Melani Sanchez-Garcia, Tushar Chauhan, Benoit R. Cottereau, Michael Beyeler arXiv:2212.00081

(Note: MSG and TC are co-first authors. BRC and MB are co-last authors.)

Efficient multi-scale representation of visual objects using a biologically plausible spike-latency code and winner-take-all inhibition

Abstract

Deep neural networks have surpassed human performance in key visual challenges such as object recognition, but require a large amount of energy, computation, and memory. In contrast, spiking neural networks (SNNs) have the potential to improve both the efficiency and biological plausibility of object recognition systems. Here we present a SNN model that uses spike-latency coding and winner-take-all inhibition (WTA-I) to efficiently represent visual stimuli using multi-scale parallel processing. Mimicking neuronal response properties in early visual cortex, images were preprocessed with three different spatial frequency (SF) channels, before they were fed to a layer of spiking neurons whose synaptic weights were updated using spike-timing-dependent-plasticity (STDP).
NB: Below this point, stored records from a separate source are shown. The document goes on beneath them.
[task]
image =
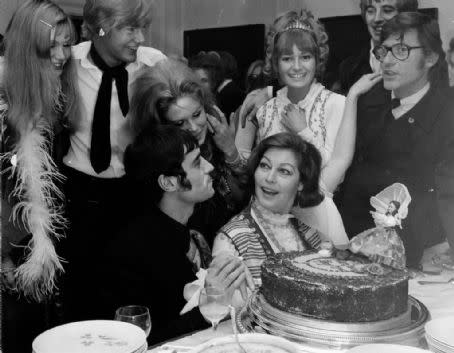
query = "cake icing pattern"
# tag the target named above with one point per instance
(313, 285)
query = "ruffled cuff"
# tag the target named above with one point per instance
(307, 135)
(191, 291)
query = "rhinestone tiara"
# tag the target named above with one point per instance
(297, 25)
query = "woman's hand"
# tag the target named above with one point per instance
(253, 101)
(364, 84)
(293, 118)
(229, 273)
(223, 133)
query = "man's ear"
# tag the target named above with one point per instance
(168, 183)
(431, 59)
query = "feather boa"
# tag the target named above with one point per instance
(39, 209)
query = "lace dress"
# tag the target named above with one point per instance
(324, 111)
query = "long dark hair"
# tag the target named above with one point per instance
(308, 162)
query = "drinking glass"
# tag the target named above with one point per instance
(135, 314)
(214, 304)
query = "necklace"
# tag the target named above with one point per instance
(281, 222)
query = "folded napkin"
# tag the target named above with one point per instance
(191, 291)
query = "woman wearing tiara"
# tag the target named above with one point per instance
(304, 106)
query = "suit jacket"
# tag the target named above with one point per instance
(352, 68)
(417, 150)
(145, 264)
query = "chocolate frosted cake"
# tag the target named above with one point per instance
(310, 284)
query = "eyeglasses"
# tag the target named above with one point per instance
(400, 51)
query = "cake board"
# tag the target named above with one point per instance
(315, 335)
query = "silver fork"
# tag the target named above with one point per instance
(235, 330)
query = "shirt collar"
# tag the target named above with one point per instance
(81, 51)
(415, 97)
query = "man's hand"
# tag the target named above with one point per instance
(364, 84)
(230, 273)
(223, 132)
(253, 101)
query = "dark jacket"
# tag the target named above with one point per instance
(146, 264)
(417, 150)
(229, 98)
(352, 68)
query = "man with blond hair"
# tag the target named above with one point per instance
(95, 189)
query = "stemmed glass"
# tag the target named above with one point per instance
(135, 314)
(214, 304)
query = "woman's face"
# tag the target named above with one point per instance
(188, 114)
(297, 69)
(277, 180)
(60, 49)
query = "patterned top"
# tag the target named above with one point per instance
(255, 234)
(323, 108)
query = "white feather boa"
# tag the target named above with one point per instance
(39, 209)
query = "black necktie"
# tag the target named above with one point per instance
(100, 151)
(395, 102)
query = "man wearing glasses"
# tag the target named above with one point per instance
(375, 14)
(405, 134)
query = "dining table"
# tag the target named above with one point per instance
(437, 297)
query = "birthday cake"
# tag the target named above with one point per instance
(325, 287)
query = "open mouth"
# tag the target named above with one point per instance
(297, 76)
(268, 192)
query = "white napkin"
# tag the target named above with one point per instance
(191, 291)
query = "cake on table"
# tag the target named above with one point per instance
(325, 287)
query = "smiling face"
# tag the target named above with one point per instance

We investigate how the quality of the represented objects changes under different SF bands and WTA-I schemes. We demonstrate that a network of 200 spiking neurons tuned to three SFs can efficiently represent objects with as little as 15 spikes per neuron. Studying how core object recognition may be implemented using biologically plausible learning rules in SNNs may not only further our understanding of the brain, but also lead to novel and efficient artificial vision systems.